Enquanto meu marido cumpria pena, perdi o meu emprego de garçonete. Não conseguia fazer mais nada a não ser beber. Mas tinha que sobreviver, e as únicas pessoas a quem ainda podia me dirigir eram os fregueses habituais do bar. Fiz uma série de coisas erradas, mas pensava que estava tudo bem, porque afinal de contas, meus filhos tinham o que comer.
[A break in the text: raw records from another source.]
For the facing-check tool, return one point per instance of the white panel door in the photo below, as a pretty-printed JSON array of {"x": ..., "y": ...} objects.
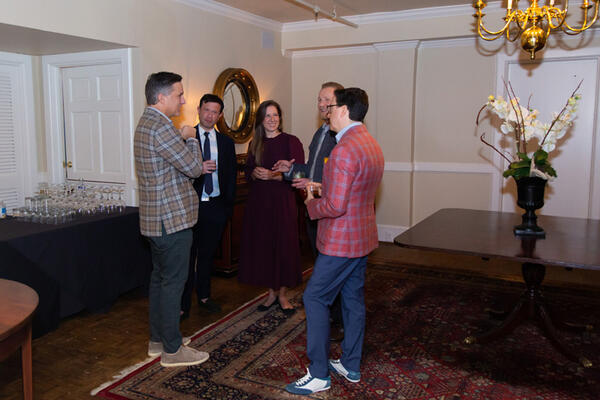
[
  {"x": 93, "y": 108},
  {"x": 11, "y": 149},
  {"x": 551, "y": 82}
]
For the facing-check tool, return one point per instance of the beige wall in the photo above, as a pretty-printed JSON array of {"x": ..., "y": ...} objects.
[
  {"x": 425, "y": 87},
  {"x": 423, "y": 103},
  {"x": 426, "y": 81},
  {"x": 166, "y": 35}
]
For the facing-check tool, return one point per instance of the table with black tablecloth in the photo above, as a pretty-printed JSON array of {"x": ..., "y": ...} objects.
[{"x": 81, "y": 265}]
Eu me sentia desgraçada, achava que não merecia continuar vivendo, que havia pecado contra as leis de Deus. Sentia-me imunda. Por três vezes tentei suicidar-me. Tentei levar as crianças comigo, a fim de que não sofressem o que eu já havia sofrido. Abri as torneiras de gás, bebi um galão de gin e sentei-me à espera da morte. Um vizinho arrombou a porta e me levou ao hospital. Lá me disseram que eu tinha problemas com a bebida, mas eu não quis ouvir. Queria morrer bêbada.
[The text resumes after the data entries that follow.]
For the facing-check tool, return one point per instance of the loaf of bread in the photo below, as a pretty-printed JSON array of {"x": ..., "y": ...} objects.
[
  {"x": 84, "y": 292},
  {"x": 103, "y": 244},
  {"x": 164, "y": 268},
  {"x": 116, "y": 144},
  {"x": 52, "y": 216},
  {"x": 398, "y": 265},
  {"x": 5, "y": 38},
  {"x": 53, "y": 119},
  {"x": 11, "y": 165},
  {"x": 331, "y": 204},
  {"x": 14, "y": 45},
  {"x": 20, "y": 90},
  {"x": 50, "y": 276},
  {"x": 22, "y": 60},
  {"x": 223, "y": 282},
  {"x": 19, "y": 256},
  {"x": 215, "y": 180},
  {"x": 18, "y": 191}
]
Saindo da prisão, meu marido resolveu ir embora com sua amante. Tive que vender minha casa e mudar-me para um apartamento sem móveis. Três vezes fui atacada na rua por homens que queriam violentar-me; na terceira vez, fui espancada tão violentamente que passei três meses no hospital. Queria então, vingar-me de todos os homens.
Passei a vagar pelas ruas, provocando qualquer homem a tentar fazer qualquer coisa comigo, para que eu pudesse matá-lo e ir para a cadeia. Bebida e bolinhas me levaram novamente ao hospital. Lá o psiquiatra me disse que eu tinha problema com a bebida, e que eu deveria ir procurar A. A., mas respondi que não podia viver sem a bebida.
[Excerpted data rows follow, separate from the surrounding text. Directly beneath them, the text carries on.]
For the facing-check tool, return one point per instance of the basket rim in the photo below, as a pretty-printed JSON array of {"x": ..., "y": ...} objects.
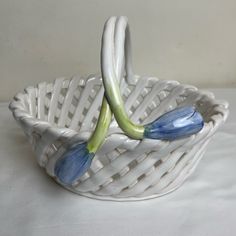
[{"x": 23, "y": 116}]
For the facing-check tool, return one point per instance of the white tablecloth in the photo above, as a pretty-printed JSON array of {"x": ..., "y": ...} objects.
[{"x": 33, "y": 204}]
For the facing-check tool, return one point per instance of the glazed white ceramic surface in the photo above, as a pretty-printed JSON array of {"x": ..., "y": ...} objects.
[{"x": 54, "y": 115}]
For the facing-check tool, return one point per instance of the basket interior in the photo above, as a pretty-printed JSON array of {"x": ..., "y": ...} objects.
[{"x": 75, "y": 104}]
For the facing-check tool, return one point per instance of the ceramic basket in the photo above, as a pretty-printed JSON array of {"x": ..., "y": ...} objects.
[{"x": 53, "y": 115}]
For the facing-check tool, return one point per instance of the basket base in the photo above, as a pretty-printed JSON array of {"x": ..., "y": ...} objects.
[{"x": 133, "y": 199}]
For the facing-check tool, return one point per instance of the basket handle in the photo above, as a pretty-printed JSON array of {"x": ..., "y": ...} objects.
[{"x": 120, "y": 47}]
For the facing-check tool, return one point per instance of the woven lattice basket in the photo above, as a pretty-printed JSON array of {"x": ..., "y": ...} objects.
[{"x": 53, "y": 115}]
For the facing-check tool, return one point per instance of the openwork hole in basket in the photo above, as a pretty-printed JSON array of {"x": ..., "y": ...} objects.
[{"x": 56, "y": 115}]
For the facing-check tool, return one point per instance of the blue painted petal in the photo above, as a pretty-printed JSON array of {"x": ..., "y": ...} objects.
[
  {"x": 73, "y": 164},
  {"x": 178, "y": 123}
]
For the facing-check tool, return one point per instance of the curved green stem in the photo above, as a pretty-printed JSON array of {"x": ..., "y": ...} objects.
[
  {"x": 101, "y": 129},
  {"x": 110, "y": 80}
]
Mesmo assim fui para A. A., e quando participei da primeira reunião, só vi muitos homens. Eu odiava homens, queria vê-los todos mortos. Mas fiquei sentada, lembrando o que havia dito o médico: "Vai, senta, escuta!" (Não pude ir sóbria - havia tomado alguns tragos antes). Lembro-me de ter ouvido que o alcoolismo é uma doença progressiva, e que agora eu tinha uma boa oportunidade de construir uma nova vida para mim mesma.
Por três meses permaneci em A. A. ainda bebendo, perguntando a mim mesma: "Por que não consigo parar? Talvez eles estejam mentindo. Têm que estar bebendo!" Então, certa noite, após ter tomado três doses durante o dia, estava assistindo a uma reunião, e pela primeira vez em muitos anos senti que meu coração batia forte. E disse comigo mesma: "Se isto é Deus, se esta é Tua presença, permite-me que me agarre a um fiozinho dessa Tua corda e por ele puxa-me para fora da garrafa, de modo que eu possa caminhar entre as pessoas novamente." Eu sabia que algo de maravilhoso estava acontecendo, e saí daquela reunião com um sentimento incrível de leveza. Isto foi num dia 3 de julho; eu comemoro meu aniversário de A. A. no Dia da Independência dos Estados Unidos - 4 de julho, que é também o dia em que declarei minha independência da garrafa.
O início não foi nada fácil, mas o meu padrinho me ajudou a passar por esta fase. Depois, comecei a prestar serviços dentro do meu grupo. Passados dois meses, transferi-me para o escritório intergrupal, onde respondia aos telefonemas pedindo ajuda em espanhol. Hoje, sou grata a Deus por ter feito essas coisas, porque através delas, pude manter-me afastada dos meus amigos de copo. Hoje coordeno atividades institucionais no Comitê Hispânico.
Estou também retornando à escola. Sei que existem muitas mulheres como eu, especialmente entre as que têm nacionalidades hispânicas. Levo uma vida maravilhosa, e noite após noite, rezo para que possa levar a mensagem de A. A. a mais um alcoólico.